Now let \(w = p_{1}\) be such an integer value. Then Eq. (2.48) gives

$$ \frac{1}{x} + \frac{1}{y} + \frac{1}{z} = \frac{m}{n} - \frac{1}{ p_{1}} = \frac{p_{1} m-n}{p_{1} n} = \frac{m_{2}}{n_{2}}. $$
(2.49)

Also, \(x\leq y\leq z\Rightarrow \frac{3}{z} \leq \frac{m_{1}}{n_{1}} \leq \frac{3}{x} \Rightarrow x\leq \frac{3 n_{1}}{m_{1}} \leq z\).

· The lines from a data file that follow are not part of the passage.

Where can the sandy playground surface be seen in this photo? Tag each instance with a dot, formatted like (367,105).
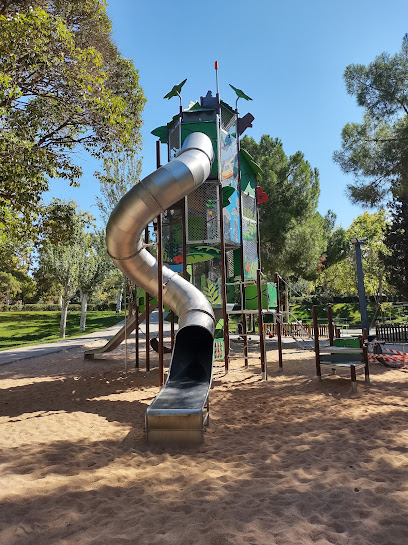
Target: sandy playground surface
(288,461)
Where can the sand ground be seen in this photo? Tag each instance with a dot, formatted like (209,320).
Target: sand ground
(288,461)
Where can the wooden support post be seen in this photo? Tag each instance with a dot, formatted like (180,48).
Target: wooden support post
(160,280)
(147,304)
(172,329)
(223,279)
(366,367)
(330,324)
(260,326)
(353,378)
(278,323)
(137,361)
(241,255)
(184,236)
(316,342)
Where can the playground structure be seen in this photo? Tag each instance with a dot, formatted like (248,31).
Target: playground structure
(199,259)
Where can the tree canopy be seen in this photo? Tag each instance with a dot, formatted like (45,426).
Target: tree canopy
(291,230)
(375,151)
(63,84)
(396,241)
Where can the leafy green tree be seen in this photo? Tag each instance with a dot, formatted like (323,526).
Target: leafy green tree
(305,243)
(9,286)
(340,278)
(63,262)
(116,180)
(375,151)
(95,268)
(64,259)
(395,260)
(293,189)
(63,85)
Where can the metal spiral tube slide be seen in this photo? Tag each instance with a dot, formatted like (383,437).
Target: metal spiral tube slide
(177,413)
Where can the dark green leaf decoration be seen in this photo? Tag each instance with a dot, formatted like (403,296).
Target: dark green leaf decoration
(175,92)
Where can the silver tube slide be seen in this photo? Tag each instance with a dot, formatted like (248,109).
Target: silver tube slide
(176,415)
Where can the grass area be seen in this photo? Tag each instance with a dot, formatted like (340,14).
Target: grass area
(25,328)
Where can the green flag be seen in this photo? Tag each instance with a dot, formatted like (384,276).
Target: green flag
(240,94)
(176,90)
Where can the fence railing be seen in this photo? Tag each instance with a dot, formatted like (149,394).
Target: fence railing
(293,329)
(392,332)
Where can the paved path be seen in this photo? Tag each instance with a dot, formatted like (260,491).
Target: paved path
(25,352)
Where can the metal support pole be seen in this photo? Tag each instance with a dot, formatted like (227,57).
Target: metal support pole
(241,255)
(184,236)
(316,342)
(223,280)
(137,361)
(126,281)
(360,285)
(172,329)
(260,325)
(278,323)
(147,304)
(160,279)
(330,325)
(258,280)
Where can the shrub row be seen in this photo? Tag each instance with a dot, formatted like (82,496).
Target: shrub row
(41,307)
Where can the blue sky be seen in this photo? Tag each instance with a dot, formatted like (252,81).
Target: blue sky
(288,56)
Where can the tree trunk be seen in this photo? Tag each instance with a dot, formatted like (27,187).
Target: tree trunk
(63,321)
(84,308)
(119,300)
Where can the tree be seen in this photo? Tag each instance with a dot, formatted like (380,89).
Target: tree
(9,286)
(94,269)
(305,243)
(65,259)
(340,278)
(396,242)
(116,180)
(293,189)
(376,151)
(63,84)
(63,262)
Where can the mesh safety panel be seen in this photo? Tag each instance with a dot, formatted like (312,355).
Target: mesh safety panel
(172,234)
(202,215)
(249,236)
(229,263)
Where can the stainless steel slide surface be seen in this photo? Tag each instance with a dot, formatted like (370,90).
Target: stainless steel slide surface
(176,415)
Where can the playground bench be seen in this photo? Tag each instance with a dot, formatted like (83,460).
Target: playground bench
(344,358)
(340,357)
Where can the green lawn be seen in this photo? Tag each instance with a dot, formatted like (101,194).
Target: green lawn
(25,328)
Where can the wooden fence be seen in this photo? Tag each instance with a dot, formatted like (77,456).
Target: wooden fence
(294,329)
(392,332)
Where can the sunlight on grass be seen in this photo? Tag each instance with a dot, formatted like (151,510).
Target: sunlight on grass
(25,328)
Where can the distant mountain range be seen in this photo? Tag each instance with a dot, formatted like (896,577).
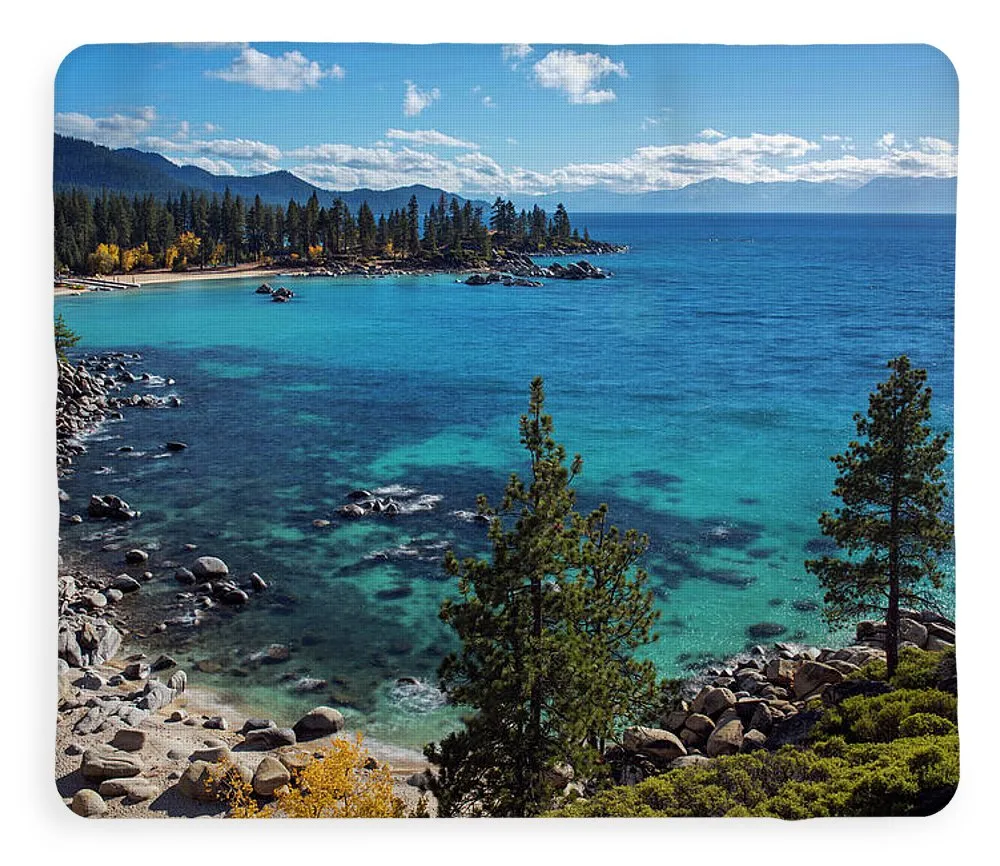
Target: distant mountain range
(880,195)
(92,167)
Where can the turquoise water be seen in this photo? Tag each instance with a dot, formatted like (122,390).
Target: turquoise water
(705,385)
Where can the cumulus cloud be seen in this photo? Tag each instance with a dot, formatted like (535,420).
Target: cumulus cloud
(291,71)
(224,148)
(429,137)
(936,145)
(887,141)
(515,53)
(577,75)
(416,100)
(215,166)
(118,130)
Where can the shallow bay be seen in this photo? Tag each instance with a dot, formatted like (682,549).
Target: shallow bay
(705,385)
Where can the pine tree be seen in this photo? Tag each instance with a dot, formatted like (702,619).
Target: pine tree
(548,628)
(890,526)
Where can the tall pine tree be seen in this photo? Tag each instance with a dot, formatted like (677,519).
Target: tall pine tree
(890,525)
(548,629)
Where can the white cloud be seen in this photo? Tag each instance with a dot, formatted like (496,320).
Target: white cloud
(936,145)
(215,166)
(515,53)
(118,130)
(416,100)
(577,75)
(429,137)
(236,148)
(292,71)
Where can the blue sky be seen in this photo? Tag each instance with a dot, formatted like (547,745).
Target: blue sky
(521,119)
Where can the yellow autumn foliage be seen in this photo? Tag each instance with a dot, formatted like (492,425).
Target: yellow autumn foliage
(345,783)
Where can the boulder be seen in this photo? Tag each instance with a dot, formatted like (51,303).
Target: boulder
(198,783)
(211,753)
(913,631)
(265,739)
(88,804)
(126,584)
(209,568)
(714,701)
(726,739)
(106,762)
(269,776)
(155,696)
(753,741)
(812,675)
(133,790)
(700,724)
(659,745)
(177,682)
(318,722)
(129,740)
(781,672)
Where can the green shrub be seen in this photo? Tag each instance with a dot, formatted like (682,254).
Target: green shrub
(908,776)
(879,719)
(926,725)
(918,669)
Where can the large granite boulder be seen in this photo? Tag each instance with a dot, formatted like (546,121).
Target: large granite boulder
(318,722)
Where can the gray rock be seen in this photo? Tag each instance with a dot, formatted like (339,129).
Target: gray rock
(88,804)
(156,696)
(105,762)
(133,790)
(269,776)
(726,739)
(318,722)
(129,740)
(126,584)
(209,568)
(136,671)
(177,681)
(163,662)
(662,746)
(812,675)
(264,739)
(211,754)
(90,681)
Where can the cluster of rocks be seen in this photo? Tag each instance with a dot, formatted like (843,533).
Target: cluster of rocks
(403,500)
(81,404)
(762,701)
(924,629)
(502,279)
(280,294)
(518,270)
(211,584)
(120,757)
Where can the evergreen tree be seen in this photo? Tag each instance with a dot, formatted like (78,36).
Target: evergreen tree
(548,628)
(890,526)
(65,337)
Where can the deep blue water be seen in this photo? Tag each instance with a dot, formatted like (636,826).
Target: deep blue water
(706,385)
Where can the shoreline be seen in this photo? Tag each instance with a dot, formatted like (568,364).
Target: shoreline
(377,268)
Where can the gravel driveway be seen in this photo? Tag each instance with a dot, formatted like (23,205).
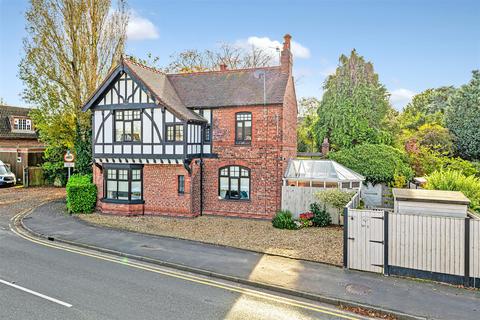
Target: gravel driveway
(16,199)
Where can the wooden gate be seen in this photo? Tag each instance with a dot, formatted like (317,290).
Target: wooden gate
(365,238)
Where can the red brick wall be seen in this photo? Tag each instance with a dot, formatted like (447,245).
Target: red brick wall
(262,157)
(160,192)
(160,189)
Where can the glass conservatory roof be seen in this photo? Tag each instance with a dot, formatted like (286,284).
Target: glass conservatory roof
(320,170)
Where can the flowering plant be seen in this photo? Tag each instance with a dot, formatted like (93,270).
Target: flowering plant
(306,215)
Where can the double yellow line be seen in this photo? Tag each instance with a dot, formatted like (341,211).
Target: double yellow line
(16,220)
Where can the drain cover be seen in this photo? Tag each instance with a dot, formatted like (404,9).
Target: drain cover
(358,289)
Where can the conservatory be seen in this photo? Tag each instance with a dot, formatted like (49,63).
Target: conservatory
(321,174)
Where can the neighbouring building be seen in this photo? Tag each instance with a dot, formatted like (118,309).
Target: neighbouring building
(187,144)
(19,145)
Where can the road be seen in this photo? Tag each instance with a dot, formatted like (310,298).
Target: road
(47,280)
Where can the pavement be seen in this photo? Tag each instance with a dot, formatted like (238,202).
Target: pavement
(307,279)
(42,279)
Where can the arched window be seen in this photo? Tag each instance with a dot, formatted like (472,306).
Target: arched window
(234,183)
(243,128)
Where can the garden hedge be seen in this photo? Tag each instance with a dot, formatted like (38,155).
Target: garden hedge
(81,194)
(378,163)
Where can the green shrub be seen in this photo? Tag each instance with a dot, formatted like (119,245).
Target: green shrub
(376,162)
(321,218)
(284,220)
(456,181)
(81,194)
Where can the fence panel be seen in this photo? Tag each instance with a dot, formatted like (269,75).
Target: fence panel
(365,240)
(475,249)
(428,243)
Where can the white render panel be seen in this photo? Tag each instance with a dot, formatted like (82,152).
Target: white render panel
(114,96)
(98,121)
(108,127)
(178,149)
(190,134)
(129,90)
(137,149)
(147,127)
(136,96)
(207,114)
(157,117)
(169,117)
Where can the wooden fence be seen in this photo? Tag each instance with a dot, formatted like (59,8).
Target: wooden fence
(445,249)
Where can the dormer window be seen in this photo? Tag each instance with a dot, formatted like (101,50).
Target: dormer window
(22,124)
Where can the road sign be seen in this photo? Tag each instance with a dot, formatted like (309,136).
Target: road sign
(69,157)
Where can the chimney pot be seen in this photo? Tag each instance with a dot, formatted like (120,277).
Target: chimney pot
(325,147)
(286,42)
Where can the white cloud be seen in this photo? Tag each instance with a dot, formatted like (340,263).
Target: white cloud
(401,97)
(140,28)
(270,46)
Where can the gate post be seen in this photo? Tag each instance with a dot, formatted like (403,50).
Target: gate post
(345,237)
(386,270)
(466,280)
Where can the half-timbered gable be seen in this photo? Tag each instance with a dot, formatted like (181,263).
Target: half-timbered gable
(136,120)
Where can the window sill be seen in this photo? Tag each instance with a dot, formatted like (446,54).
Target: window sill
(117,201)
(235,200)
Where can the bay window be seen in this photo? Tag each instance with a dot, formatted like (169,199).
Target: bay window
(123,183)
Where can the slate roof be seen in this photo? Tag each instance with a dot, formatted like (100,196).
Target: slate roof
(230,88)
(5,127)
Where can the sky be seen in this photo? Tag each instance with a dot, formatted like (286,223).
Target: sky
(414,45)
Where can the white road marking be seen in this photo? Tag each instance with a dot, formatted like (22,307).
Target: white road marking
(68,305)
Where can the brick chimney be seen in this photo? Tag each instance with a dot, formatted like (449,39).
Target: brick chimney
(325,147)
(286,60)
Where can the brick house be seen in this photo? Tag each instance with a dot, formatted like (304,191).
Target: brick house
(212,143)
(19,145)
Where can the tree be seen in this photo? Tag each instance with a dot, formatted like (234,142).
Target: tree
(426,107)
(353,106)
(70,47)
(376,162)
(193,60)
(307,118)
(463,117)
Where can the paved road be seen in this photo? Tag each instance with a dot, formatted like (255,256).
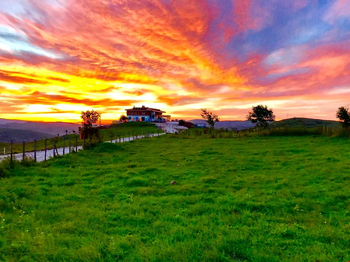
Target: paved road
(40,155)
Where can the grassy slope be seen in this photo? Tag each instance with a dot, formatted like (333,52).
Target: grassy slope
(305,122)
(123,130)
(248,199)
(18,135)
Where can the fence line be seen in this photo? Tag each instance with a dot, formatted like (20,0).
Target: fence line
(46,153)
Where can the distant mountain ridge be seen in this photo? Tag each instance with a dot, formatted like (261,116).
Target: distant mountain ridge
(290,122)
(52,128)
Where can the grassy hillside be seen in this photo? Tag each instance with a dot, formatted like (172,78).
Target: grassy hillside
(305,122)
(247,199)
(52,128)
(115,132)
(6,135)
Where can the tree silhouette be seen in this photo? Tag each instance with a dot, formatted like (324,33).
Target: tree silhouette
(261,116)
(343,115)
(89,119)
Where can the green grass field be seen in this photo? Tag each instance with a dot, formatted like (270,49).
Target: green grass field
(241,199)
(115,132)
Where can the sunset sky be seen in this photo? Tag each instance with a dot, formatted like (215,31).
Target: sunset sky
(59,57)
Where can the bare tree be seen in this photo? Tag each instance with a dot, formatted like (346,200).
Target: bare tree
(261,116)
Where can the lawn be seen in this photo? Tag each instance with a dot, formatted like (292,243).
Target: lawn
(115,132)
(240,199)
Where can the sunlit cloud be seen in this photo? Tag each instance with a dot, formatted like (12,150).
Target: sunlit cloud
(59,57)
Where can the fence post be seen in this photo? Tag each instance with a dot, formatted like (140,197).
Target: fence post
(11,151)
(45,147)
(34,150)
(24,150)
(69,144)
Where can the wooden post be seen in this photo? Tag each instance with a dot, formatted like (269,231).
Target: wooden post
(45,147)
(24,151)
(11,150)
(34,150)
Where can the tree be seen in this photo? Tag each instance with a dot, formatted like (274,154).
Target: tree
(343,114)
(261,116)
(89,119)
(123,118)
(209,117)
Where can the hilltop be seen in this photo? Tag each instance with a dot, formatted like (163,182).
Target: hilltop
(18,135)
(245,199)
(305,122)
(238,125)
(52,128)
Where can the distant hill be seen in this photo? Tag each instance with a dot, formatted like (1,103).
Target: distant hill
(17,135)
(239,125)
(305,122)
(52,128)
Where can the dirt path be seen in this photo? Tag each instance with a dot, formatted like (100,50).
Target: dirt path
(40,155)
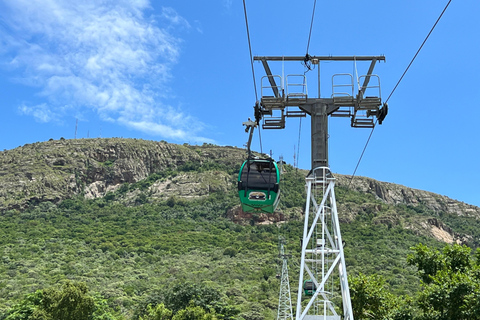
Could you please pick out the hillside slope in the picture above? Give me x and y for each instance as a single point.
(132, 218)
(58, 169)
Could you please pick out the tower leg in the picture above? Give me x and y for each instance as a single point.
(322, 266)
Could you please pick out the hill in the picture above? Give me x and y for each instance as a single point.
(133, 218)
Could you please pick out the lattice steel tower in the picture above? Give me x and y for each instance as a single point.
(323, 276)
(284, 300)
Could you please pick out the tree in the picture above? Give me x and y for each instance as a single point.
(194, 313)
(451, 282)
(160, 312)
(70, 303)
(370, 299)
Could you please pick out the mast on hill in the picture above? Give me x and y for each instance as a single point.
(323, 276)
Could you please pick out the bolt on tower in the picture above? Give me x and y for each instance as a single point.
(323, 283)
(284, 300)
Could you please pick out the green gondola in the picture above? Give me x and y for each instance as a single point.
(258, 187)
(309, 287)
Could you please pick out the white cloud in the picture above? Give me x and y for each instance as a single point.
(40, 113)
(109, 56)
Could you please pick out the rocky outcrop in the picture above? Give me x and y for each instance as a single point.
(395, 194)
(59, 169)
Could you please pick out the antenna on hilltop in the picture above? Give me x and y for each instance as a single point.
(76, 125)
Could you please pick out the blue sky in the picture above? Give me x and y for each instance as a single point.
(180, 71)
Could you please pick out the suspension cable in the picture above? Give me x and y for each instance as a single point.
(250, 50)
(311, 25)
(391, 93)
(418, 51)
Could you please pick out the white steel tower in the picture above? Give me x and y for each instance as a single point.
(323, 276)
(284, 300)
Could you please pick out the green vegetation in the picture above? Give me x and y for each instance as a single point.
(129, 256)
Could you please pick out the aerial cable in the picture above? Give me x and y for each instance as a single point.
(418, 51)
(311, 26)
(299, 135)
(306, 61)
(391, 93)
(250, 50)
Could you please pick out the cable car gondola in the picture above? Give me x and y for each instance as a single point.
(258, 187)
(309, 287)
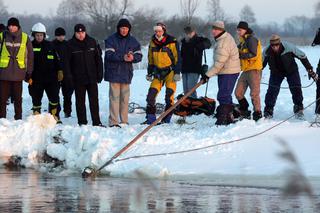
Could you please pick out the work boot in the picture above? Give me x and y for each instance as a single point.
(257, 115)
(298, 111)
(150, 119)
(268, 112)
(224, 115)
(244, 112)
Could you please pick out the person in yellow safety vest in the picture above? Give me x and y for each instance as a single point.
(250, 52)
(47, 73)
(16, 65)
(163, 69)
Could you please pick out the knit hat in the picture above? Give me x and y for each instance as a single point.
(243, 25)
(275, 39)
(161, 26)
(59, 32)
(79, 28)
(124, 23)
(13, 22)
(218, 25)
(189, 29)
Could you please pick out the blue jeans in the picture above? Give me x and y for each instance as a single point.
(189, 80)
(274, 89)
(226, 84)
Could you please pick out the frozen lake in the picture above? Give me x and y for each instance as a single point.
(30, 191)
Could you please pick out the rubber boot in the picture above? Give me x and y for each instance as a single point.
(224, 115)
(268, 112)
(257, 115)
(298, 111)
(244, 112)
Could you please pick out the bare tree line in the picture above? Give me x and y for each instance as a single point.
(101, 17)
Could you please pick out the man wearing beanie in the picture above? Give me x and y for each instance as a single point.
(16, 65)
(122, 51)
(227, 67)
(164, 68)
(192, 49)
(47, 73)
(66, 85)
(280, 56)
(250, 51)
(84, 63)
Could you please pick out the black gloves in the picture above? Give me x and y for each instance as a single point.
(204, 78)
(204, 69)
(312, 74)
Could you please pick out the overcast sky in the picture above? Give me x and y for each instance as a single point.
(266, 10)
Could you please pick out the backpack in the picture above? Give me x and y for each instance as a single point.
(195, 106)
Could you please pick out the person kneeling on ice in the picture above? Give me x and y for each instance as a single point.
(122, 50)
(46, 73)
(227, 67)
(280, 56)
(163, 69)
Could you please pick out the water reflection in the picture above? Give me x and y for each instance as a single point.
(30, 191)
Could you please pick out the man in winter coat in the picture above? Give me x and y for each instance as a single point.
(280, 56)
(163, 69)
(315, 42)
(227, 67)
(46, 74)
(60, 45)
(122, 50)
(84, 62)
(16, 65)
(192, 48)
(250, 51)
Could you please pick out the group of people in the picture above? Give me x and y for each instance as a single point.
(77, 67)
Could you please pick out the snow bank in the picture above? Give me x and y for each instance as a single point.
(85, 146)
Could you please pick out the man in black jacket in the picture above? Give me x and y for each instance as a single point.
(86, 68)
(192, 48)
(66, 85)
(46, 73)
(280, 56)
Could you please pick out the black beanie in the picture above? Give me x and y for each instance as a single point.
(243, 25)
(124, 23)
(13, 22)
(79, 28)
(59, 32)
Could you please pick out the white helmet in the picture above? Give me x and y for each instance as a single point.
(39, 28)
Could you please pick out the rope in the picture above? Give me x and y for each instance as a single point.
(160, 108)
(215, 145)
(302, 87)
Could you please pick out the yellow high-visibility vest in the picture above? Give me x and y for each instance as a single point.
(21, 56)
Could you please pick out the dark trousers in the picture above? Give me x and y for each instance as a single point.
(36, 91)
(226, 84)
(92, 90)
(67, 91)
(318, 90)
(275, 81)
(13, 88)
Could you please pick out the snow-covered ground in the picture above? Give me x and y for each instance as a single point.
(92, 146)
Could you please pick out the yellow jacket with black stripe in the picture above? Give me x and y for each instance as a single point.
(250, 51)
(164, 55)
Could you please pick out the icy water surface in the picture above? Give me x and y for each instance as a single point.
(31, 191)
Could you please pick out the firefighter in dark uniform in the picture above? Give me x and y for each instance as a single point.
(60, 45)
(47, 73)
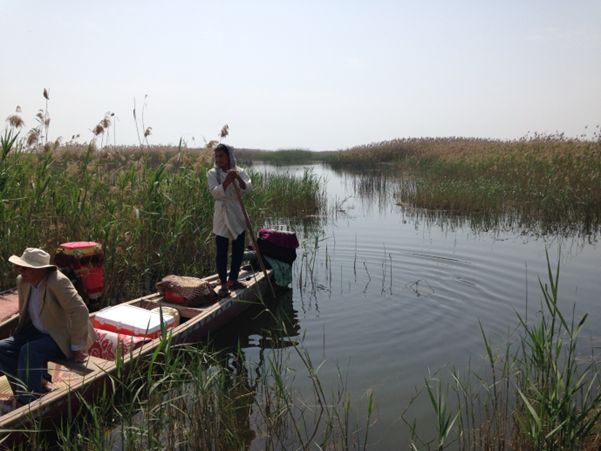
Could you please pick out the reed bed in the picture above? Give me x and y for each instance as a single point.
(150, 208)
(539, 393)
(552, 180)
(284, 157)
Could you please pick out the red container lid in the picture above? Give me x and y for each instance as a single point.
(80, 244)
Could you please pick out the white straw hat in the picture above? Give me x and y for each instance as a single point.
(32, 258)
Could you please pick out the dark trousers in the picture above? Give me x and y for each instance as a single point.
(237, 253)
(24, 360)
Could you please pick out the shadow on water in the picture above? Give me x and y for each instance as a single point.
(273, 326)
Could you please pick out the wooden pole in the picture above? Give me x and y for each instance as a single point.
(252, 236)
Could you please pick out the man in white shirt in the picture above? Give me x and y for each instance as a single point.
(228, 218)
(53, 325)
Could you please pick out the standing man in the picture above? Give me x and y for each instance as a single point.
(53, 324)
(228, 218)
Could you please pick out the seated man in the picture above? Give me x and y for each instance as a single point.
(53, 324)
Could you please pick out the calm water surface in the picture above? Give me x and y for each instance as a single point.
(388, 295)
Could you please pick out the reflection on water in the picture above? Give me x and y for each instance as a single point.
(272, 326)
(389, 292)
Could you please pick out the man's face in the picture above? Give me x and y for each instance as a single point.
(221, 160)
(31, 275)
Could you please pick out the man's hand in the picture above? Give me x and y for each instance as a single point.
(79, 356)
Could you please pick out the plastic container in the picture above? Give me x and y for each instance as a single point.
(130, 320)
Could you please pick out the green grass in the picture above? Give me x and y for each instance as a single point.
(539, 394)
(191, 396)
(150, 209)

But \(x> \frac{n_{1}}{m_{1}}\) as \(\frac{1}{x} < \frac{m_{1}}{n_{1}}\). Thus \(x\in ( \frac{n_{1}}{m_{1}}, \frac{3 n_{1}}{m_{1}}]\) and hence xcan take only a finite number of integer values. Let \(x= p_{2}\) be such a value. Then Eq. (2.49) implies

$$ \frac{1}{y} + \frac{1}{z} = \frac{m_{1}}{n_{1}} - \frac{1}{p_{2}} = \frac{m_{2}}{n_{2}}. $$
(2.50)

Since \(\frac{m_{2}}{n_{2}} \leq \frac{2}{y} \), so that \(y\in [ p_{2}, \frac{2 n_{2}}{m_{2}} ]\) and thus ycan also take only a finite number of integer values. Finally, if \(y= p_{3}\) is such a value, then Eq. (2.50) gives \(z= \frac{p_{3} n_{2}}{p_{3} m- n_{2}}\). Thus the number of integer values of z is also finite. □

Following a similar procedure, we can also establish the following result.

Theorem 2.3

The Diophantine equation

$$ \frac{1}{x_{1}} + \frac{1}{x_{2}} + \frac{1}{x_{3}} +\cdots+ \frac{1}{ x_{n}} = \frac{p}{q}, $$
(2.51)

where \(p, q >1\) are integers, has only a finite number of solutions in the positive integers \(x_{1}, x_{2},\ldots, x_{n}\).

3 Conclusion

In this paper, we explicitly find the solutions in positive integers \(w, x, y\), and z of the title equation. Applying an analogue procedure, we prove that the Diophantine equation

$$\frac{1}{w} + \frac{1}{x} + \frac{1}{y} + \frac{1}{z} = \frac{m}{n}, $$

where \(m, n>1\) are integers, has only a finite number of solutions in the positive integers \(w, x, y\), and z. We finally claim that the same holds for Eq. (2.51).